On Friday 18 January 2008, Tim Schmidt wrote:
On Jan 18, 2008 1:06 PM, Tomas Kuliavas tokul@users.sourceforge.net wrote:
Zimbra is commercial groupware suite. SquirrelMail is free webmail application. You are suggesting to replace whole user's email system with some proprietary locked product.
There's an (at least in name) FOSS version of Zimbra... but eeew. I am tasked with the unfortunate duty of admining a machine running Zimbra and I can say it's not worth the trouble. Unless you like Java processes that gobble 2Gb of ram like cookies, that is.
On my server, the mysqld which runs the backend for Zimbra is taking up 0.4GB virtual, while Tomcat takes 1.1GB virtual. So don't bash Java just yet, as the "old school" DB server is taking up 1/4th of the system's virtual memory.

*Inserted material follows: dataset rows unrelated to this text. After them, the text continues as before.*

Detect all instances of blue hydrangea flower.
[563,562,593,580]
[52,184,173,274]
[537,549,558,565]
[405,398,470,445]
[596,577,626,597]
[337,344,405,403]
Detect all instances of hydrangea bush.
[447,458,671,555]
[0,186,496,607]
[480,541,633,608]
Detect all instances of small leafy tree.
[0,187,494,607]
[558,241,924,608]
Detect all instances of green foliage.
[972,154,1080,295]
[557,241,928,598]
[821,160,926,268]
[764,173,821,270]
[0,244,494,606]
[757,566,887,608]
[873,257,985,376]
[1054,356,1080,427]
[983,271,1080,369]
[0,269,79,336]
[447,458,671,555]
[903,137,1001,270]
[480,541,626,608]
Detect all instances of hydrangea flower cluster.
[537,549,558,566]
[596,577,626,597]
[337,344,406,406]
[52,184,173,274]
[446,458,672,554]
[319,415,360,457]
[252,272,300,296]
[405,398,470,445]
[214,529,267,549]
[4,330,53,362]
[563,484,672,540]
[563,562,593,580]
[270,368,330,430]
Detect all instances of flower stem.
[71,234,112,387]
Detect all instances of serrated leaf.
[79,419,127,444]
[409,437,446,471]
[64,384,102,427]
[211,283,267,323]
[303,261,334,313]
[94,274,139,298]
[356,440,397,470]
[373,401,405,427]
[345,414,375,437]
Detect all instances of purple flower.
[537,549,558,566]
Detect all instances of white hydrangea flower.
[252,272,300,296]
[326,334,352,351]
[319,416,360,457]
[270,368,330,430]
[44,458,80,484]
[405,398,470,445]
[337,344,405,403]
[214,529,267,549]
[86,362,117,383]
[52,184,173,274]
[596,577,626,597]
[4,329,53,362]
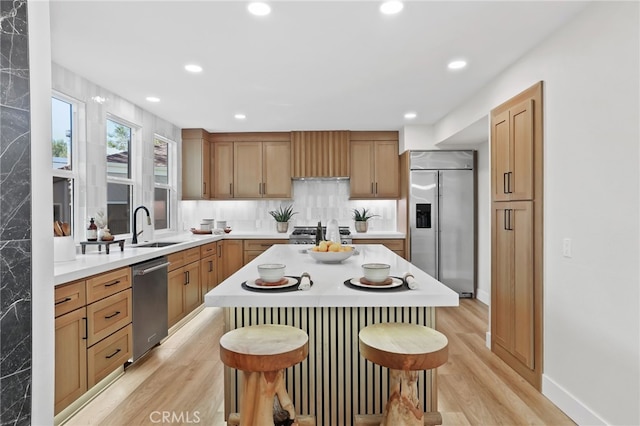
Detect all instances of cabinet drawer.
[87,267,131,303]
[182,247,200,265]
[200,243,217,258]
[244,239,289,251]
[167,251,184,271]
[353,238,404,251]
[87,324,133,387]
[54,281,87,317]
[87,289,131,346]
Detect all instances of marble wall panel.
[0,0,32,425]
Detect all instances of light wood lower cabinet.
[167,256,201,327]
[353,238,405,258]
[217,240,244,283]
[87,324,133,388]
[54,307,87,414]
[54,267,132,414]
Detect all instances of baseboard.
[476,290,491,306]
[542,374,608,425]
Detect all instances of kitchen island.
[205,244,458,425]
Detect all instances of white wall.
[27,1,55,425]
[434,2,640,425]
[180,180,396,233]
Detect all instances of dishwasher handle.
[135,262,171,275]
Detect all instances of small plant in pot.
[353,207,379,232]
[269,205,298,232]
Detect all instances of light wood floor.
[66,299,574,426]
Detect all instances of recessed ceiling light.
[447,59,467,70]
[380,0,404,15]
[184,64,202,72]
[247,2,271,16]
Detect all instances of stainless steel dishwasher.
[131,257,169,361]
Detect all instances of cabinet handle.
[105,349,120,359]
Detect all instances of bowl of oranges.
[307,241,353,263]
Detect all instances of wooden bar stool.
[355,323,449,426]
[220,325,309,426]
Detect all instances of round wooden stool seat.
[220,324,309,371]
[358,323,449,370]
[356,323,449,426]
[220,324,309,426]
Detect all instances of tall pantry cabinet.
[491,82,543,390]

I don't really have much (or anything) in the way of problems with Zimbra. It uses the same ldap server for authentication as pam (ssh, etc) and samba, works pretty well with firefox, IE7 and IE6 with the service pack, and generally looks pleasant to the users.
There's no other equally functional solution out there that would be any better. I did my searching. Scalix took ages for me just to figure out how to set it up (they think that out-of-the-box functionality is an option, and that misleading or outright wrong documentation is OK), and besides those two there's really nothing else for a mostly OSS shop to deploy.
Having run squirrel for a 5+ years, and some of the most annoying bugs remaining unfixed (say support for national characters that actually works in real life), I just gave up.